There’s a word we use quite loosely. This word is used in trying to raise money for highways or endangered species. It is used when people learn to do something new. It is used when people take a child that is not biologically theirs as their own.
This word is Adoption and it needs to stop being used as a catch all phrase for any random thing we care about. I am not dismissing the validity of the other uses, however, they need a new word.
In my family, half of my siblings are adopted. Now I know that, but it doesn’t matter to me. The bond I have with each of my siblings is irreplaceable. My relationships with my siblings each have a level of complexity, of uniqueness. Here’s the thing, my siblings that don’t look like me, the ones that don’t need glasses, the ones that each have a different beginning than myself, they were adopted. That highway wasn’t adopted, that cheetah wasn’t adopted, that puppy of yours wasn’t adopted.
Did you spend months on piles of paperwork like my mom did? Did you research a new culture? Did you meet with birth mothers and birth fathers? Did you have a social worker come to your house every couple of months? Did you pray every night for that highway? What about that cheetah? Did you wait almost three years to bring it home? And when the adoption took place, did hold your sobbing puppy in the middle of the night when he was crying because he missed everything he ever knew? Did you have to explain to your puppy in a combination of English and the little bits of the foreign language that you couldn’t find even a Rosetta Stone for that because of horrible circumstances that he couldn’t go back to his country? Do you hug that highway every day and hope you are being a good enough sister? With that cheetah you adopted, do you go to cultural events three hours away to keep his culture strong?
As Webster’s says, adoption is “the act or process of adopting a child.” A CHILD! A human being. I am aware that highways and cheetahs need financial support. I understand that the bond between a human and a pet can be very deep. I’ve had pets before, and I still remember crying my eyes out when my parents sold our first cow. However, as someone, who for the last 18 years, has been on a journey with HUMANS who have been adopted, let me tell you, adoption is about so much more than financial support. My sister got very offended when she saw a bumper sticker promoting pet “adoption.” She has a right to be offended. Did that dog have to learn how to love a new family? Did that dog have to eat new foods or get used to foreign smells? Did that highway have to be OK with new cultural practices? Does that cheetah have to wake up every morning and hear a language he didn’t learn as a baby?

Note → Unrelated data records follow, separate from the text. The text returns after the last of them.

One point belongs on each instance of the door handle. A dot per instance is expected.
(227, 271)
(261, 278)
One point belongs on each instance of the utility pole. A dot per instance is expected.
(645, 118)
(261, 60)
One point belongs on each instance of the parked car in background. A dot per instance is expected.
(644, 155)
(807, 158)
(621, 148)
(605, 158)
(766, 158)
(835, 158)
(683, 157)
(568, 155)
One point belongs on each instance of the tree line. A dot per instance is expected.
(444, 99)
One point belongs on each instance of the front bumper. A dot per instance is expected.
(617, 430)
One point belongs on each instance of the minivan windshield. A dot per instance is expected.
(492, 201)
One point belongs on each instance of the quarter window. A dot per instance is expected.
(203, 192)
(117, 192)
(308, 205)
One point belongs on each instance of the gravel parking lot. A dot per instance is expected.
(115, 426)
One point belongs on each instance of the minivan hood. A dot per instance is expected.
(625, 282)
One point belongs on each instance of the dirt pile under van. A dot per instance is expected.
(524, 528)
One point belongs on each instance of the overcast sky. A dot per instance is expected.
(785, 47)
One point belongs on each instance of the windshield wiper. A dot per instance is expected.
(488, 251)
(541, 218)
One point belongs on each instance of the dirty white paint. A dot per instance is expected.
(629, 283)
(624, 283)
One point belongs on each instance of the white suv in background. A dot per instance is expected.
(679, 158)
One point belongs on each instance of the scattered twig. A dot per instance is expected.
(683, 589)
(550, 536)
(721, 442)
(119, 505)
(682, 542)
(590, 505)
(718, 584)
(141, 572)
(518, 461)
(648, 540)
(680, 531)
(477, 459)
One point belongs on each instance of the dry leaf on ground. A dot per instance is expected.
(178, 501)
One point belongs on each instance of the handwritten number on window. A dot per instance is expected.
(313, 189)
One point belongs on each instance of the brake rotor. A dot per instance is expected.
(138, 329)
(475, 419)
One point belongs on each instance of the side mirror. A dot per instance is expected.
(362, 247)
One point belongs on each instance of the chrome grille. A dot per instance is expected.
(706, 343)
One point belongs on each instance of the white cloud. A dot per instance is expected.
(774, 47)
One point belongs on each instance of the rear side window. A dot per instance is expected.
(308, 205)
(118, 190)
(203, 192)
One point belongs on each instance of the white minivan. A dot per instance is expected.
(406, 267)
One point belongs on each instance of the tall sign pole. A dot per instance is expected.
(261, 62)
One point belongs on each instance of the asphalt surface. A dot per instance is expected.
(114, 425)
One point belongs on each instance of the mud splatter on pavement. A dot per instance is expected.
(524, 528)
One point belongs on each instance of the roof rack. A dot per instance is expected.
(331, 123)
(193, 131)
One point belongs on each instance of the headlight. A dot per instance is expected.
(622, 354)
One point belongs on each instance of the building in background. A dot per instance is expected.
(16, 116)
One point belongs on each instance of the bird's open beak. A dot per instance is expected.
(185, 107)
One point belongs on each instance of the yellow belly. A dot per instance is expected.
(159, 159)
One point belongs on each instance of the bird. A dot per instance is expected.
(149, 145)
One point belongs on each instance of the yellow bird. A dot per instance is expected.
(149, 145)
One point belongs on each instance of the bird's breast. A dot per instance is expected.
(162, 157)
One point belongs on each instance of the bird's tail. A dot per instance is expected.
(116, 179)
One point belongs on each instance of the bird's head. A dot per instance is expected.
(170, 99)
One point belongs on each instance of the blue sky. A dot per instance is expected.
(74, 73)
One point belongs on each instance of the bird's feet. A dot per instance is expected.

Adoption is joining multiple families together. Adoption is taking on a new culture partially as your own. Adoption is loving your new sibling or child in the easy times and the extremely difficult times. It’s about the little stuff, like learning about new hair products, or making sure the new child in your life doesn’t have to see any sort of snakes because he’s scared to death of them. It’s about the big things too, it’s about staying up till 3 in the morning so you can help your sister process why she is having a difficult time socially. It’s about learning how to love someone even in the most frustrating of times. Adoption is recognizing that one of your fellow human beings needs a family and deserves all the same crazy family stories that you do. I might be biologically an Evans, but my siblings who started life with a different last name have just as much of a right to my crazy family as I do. The stories of our uncle putting smelly cheese in my dad’s wallet are just as much mine as they are my sister’s.
I firmly believe that every member of my family was destined to be together. Each personality just makes so much sense. We work together. We are like a mosaic. There are a lot of different pieces, and each piece is cut differently and has a different beauty to it. But, when you put us all together, we’re a portrait of love and perseverance.